Lister might have joined Howard in the Olympic triple jump had he tripled jumped at the Trials. Melvin's 55-7 3-4 that won the NCAA Outdoor would have ranked second to Howard's 55-9 in Sacramento.
"My hamstring was kind of bothering me and that would have been a bad decision even if I had won," Lister said of the what-ifs of the triple jump at the Trials. "I could have injured it where I go to the Olympic Games and long jump 25 feet and triple jump 53 feet. That's not worth it to me."
Howard has since turned down a chance to long jump at the Olympics.
Walter Davis, third to Howard's fourth in the Olympic long jump and second to Howard's first at the Trials in the triple, scratched from the long jump to concentrate on the triple jump in Sydney.
Howard did likewise allowing graduating Ole Miss senior Savante Stringfellow to be the third U.S. long jumper.
Robert raged at Sacramento when a long jump he said went around 26-11, good for second to Lister, got measured, or mismeasured, Howard believes, back to 26-5.
Howard tried to protest formally but the pit got raked so fast that his protest was futile.
So instead he protested informally, and loudly.
"I really got beside myself," Howard said. "I can't ever remember reacting like that. But when you are right there and that's the chance you have to be on the Olympic team, you aren't thinking what may happen two or three days later in the triple jump. I didn't curse the people, but I used words that penetrated the soul."

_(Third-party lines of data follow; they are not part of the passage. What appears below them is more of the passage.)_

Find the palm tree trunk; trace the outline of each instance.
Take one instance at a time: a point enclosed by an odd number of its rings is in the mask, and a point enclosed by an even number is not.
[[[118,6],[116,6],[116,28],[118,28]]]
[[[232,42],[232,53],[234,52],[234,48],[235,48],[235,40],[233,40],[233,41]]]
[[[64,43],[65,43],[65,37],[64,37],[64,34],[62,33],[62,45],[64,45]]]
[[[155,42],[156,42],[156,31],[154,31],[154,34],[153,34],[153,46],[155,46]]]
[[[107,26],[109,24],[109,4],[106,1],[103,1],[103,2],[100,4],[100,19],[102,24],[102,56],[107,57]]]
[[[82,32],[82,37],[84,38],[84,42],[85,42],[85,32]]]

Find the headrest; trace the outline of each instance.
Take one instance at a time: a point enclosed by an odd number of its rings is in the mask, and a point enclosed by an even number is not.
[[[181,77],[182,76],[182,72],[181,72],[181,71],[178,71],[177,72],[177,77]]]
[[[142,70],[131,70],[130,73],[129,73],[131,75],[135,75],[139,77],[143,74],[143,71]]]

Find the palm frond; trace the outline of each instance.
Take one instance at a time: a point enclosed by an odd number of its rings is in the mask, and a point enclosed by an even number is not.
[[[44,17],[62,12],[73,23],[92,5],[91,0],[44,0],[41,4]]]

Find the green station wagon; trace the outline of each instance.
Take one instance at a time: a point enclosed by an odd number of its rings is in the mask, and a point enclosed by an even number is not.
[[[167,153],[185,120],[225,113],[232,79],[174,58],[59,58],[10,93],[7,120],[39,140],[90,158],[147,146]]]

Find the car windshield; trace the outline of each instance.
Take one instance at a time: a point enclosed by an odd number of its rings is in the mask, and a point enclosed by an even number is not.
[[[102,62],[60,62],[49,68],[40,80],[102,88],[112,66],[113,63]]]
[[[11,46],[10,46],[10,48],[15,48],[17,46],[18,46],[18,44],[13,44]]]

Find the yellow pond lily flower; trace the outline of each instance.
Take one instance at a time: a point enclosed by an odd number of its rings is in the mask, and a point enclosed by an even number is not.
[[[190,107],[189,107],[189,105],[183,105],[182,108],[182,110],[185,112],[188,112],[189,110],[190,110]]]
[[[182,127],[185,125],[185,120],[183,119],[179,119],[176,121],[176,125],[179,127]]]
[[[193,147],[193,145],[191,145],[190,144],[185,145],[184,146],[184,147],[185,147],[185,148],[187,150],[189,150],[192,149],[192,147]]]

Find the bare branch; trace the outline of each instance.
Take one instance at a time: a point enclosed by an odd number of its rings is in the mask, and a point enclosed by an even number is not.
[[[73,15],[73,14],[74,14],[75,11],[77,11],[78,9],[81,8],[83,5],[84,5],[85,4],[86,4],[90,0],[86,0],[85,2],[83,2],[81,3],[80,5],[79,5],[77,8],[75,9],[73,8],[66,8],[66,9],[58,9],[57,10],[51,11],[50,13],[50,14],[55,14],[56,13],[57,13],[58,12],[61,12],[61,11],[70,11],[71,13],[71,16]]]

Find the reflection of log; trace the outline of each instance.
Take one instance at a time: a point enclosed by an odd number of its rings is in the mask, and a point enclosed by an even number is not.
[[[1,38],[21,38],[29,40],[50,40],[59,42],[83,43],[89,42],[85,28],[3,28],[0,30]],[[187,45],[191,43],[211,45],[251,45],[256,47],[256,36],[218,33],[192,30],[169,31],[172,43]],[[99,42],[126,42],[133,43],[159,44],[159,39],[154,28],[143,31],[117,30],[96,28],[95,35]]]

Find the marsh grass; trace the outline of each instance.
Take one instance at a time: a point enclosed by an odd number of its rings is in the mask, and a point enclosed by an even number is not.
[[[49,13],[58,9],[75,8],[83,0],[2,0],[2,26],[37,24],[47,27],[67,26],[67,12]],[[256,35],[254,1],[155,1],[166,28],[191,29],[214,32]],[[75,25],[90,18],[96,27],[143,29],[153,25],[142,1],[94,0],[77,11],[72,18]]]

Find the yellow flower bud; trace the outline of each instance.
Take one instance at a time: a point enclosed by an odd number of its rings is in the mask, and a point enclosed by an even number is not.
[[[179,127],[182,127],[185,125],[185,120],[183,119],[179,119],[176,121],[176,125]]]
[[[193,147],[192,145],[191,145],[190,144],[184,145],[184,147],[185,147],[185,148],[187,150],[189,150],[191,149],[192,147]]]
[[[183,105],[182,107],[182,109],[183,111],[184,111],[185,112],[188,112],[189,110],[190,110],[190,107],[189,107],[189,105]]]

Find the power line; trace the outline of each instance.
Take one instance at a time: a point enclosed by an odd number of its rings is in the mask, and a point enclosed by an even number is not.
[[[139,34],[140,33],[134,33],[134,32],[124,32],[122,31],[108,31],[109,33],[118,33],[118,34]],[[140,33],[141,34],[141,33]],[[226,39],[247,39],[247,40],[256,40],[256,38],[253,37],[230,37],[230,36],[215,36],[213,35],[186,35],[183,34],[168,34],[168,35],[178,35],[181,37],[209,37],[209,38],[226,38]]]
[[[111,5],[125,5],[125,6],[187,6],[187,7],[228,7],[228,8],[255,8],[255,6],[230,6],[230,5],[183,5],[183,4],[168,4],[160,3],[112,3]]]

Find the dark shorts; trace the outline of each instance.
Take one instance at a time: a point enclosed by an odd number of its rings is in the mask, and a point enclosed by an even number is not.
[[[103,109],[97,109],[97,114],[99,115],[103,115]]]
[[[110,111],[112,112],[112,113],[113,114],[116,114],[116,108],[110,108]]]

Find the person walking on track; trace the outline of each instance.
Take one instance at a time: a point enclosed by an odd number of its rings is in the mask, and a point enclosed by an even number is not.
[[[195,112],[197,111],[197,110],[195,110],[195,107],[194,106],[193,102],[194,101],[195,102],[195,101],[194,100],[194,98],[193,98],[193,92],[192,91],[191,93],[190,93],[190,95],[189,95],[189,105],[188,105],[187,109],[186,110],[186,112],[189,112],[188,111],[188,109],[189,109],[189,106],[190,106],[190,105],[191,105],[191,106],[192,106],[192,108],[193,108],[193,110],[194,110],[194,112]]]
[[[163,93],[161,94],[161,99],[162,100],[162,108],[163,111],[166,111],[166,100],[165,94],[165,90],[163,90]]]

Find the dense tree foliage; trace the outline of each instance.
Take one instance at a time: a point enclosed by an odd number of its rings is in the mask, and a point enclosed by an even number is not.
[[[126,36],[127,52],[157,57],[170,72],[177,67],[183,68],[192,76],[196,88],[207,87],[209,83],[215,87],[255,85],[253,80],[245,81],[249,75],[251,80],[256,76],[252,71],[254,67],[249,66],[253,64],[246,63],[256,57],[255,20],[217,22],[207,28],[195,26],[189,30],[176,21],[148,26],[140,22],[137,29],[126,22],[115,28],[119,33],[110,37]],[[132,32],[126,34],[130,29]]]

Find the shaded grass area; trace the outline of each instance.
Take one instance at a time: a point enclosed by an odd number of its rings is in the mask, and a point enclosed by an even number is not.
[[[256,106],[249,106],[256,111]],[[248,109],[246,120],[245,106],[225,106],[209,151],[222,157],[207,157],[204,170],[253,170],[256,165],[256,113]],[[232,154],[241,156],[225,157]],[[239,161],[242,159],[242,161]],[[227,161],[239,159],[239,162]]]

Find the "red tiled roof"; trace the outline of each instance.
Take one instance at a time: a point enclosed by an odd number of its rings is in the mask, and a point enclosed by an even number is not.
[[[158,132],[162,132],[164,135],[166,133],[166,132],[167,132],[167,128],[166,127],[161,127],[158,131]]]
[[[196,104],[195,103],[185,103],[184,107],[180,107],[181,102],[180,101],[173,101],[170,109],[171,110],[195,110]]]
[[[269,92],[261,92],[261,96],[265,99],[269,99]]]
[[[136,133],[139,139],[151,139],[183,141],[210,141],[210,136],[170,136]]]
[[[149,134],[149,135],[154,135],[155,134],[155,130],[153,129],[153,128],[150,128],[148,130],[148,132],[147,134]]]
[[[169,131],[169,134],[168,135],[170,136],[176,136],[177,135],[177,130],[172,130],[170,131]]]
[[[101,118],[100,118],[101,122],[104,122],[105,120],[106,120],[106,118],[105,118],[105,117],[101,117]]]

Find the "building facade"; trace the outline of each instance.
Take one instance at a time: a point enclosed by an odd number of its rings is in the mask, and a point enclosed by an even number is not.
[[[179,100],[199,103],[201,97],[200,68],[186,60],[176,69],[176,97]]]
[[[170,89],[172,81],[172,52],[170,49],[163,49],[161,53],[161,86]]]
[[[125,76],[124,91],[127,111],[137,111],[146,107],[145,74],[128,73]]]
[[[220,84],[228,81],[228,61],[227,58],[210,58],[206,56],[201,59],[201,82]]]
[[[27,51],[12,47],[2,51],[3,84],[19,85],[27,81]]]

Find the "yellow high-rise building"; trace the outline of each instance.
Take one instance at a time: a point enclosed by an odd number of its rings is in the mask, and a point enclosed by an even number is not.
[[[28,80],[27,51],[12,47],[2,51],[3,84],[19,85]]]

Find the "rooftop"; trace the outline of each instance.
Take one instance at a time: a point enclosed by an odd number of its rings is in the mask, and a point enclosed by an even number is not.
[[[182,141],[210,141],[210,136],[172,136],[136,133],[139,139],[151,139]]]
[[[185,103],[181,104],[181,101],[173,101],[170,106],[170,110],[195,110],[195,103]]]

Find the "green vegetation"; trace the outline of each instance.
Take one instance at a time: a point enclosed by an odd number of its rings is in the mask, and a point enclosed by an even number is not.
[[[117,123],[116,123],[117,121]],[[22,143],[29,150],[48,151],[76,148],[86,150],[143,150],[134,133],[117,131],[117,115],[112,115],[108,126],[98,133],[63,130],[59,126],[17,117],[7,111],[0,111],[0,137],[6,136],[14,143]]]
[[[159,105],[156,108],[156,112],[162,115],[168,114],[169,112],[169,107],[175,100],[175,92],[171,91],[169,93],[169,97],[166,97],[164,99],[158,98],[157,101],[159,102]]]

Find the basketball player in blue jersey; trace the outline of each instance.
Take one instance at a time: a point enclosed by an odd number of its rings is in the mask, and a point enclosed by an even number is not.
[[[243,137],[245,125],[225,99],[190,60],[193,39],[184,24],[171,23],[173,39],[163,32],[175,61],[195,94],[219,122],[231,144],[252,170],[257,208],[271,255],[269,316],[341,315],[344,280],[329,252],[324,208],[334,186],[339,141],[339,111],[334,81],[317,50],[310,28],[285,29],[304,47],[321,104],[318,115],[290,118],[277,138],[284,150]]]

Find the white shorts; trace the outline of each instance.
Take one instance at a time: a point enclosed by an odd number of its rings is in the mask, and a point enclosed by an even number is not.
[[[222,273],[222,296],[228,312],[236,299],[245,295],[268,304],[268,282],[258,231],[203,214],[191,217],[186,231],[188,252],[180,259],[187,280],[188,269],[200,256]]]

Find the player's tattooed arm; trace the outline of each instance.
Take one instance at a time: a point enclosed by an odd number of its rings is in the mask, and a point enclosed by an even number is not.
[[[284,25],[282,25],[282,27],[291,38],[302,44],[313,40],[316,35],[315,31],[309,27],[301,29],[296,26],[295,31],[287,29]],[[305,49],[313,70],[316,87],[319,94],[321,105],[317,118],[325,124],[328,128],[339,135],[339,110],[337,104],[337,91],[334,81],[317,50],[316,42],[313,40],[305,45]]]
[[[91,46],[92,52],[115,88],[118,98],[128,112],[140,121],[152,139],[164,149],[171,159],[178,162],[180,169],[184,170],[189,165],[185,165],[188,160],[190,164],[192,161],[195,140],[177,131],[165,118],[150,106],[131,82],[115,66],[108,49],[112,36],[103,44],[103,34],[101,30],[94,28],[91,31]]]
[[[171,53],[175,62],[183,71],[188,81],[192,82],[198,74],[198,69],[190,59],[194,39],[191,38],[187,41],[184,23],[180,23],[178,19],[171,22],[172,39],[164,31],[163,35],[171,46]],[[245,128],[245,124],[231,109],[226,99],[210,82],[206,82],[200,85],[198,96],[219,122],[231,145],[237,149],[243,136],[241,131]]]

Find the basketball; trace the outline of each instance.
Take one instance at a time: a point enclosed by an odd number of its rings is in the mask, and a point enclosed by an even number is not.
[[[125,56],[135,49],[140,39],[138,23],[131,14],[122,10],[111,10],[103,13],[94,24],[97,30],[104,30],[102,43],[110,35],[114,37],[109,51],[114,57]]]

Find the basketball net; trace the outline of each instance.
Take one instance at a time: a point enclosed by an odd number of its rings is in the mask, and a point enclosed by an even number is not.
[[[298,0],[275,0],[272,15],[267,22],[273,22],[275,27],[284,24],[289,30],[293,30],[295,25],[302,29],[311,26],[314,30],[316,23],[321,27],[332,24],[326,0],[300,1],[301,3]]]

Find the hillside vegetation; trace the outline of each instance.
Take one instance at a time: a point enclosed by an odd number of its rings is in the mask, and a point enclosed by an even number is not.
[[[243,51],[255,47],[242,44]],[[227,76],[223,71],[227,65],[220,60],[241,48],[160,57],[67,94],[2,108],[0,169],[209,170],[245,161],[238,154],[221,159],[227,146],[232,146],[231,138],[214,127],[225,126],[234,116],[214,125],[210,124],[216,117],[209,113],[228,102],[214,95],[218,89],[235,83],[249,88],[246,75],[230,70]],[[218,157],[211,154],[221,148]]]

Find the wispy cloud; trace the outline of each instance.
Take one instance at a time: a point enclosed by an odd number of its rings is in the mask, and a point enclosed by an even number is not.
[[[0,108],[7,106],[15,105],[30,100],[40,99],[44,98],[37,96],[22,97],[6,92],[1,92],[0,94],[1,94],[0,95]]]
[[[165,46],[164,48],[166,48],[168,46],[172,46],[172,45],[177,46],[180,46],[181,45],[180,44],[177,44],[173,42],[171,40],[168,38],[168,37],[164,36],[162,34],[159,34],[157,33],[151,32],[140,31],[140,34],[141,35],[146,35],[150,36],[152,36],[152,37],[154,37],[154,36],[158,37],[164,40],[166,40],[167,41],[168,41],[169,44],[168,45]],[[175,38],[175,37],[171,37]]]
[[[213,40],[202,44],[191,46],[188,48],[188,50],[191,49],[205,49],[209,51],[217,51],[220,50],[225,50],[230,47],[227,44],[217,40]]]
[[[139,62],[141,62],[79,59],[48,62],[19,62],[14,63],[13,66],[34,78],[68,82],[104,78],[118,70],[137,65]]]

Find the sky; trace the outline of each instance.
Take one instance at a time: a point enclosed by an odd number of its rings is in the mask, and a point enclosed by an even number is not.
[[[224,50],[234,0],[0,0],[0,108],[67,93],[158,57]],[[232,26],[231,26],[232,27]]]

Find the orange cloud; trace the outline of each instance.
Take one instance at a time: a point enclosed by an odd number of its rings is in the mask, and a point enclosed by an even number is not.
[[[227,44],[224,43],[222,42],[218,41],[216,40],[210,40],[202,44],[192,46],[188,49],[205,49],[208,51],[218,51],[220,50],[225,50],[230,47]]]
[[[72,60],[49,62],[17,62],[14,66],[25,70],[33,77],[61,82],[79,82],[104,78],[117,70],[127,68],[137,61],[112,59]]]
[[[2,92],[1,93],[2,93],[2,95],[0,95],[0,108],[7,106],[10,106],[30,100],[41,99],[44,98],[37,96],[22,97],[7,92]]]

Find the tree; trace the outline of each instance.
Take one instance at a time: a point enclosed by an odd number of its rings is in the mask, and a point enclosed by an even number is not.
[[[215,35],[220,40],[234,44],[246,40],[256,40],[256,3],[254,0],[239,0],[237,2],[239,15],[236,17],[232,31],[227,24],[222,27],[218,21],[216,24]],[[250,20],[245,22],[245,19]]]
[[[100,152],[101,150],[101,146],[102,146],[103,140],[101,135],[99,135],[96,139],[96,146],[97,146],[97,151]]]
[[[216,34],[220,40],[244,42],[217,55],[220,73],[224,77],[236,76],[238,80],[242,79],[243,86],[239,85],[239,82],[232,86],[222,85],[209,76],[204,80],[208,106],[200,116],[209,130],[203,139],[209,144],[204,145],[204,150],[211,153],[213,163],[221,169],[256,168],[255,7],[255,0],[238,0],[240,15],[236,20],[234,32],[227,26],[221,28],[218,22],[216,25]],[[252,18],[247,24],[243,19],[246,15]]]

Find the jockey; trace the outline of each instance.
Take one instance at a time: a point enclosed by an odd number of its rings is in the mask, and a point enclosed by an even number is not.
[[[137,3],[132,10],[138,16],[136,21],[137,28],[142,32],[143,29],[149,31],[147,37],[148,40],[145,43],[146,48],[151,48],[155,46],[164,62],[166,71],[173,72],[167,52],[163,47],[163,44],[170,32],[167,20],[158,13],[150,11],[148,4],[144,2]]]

Booth said, "He looks he made the team, he doesn't, and he's devastated. So he regroups in the triple jump and wins the dang thing."
Howard said, "It might have been a blessing in disguise because I had to refocus."
He's refocused from tougher problems.
Try falling from being a four-time NCAA champion and an Olympian apparently med school bound who has met the girl of his dreams to becoming a bone-spurred, track cripple, not accepted yet to med school and too troubled to abide the dream girl because his other dreams are slipping away.
"You talk about mental stress," Howard said. "It strained my relationship with Jessica (the former Jessica Jackson). We got married last July 1 but back then we broke up for awhile. She was trying to get into dental school and I had applied to med school but hadn't gotten in yet. I wasn't jumping. Everything hit the bottom of the barrel. Everywhere I turned there were problems, but I always thought I would come back. And when it started going good, boom, it was a chain reaction. I got into medical school ( he'll start either in January or later at UAMS). My girl got into dental school (the University of Tennessee Dental School in Memphis). I asked her to marry me and she said, ŒYes.' I started training and jumping far. Everything went better."
It's all good for all three, and Booth sees no reason why it can't be even better in Sydney.
"I'm expecting them all," Booth asserted, "to be in the finals and having a go at it."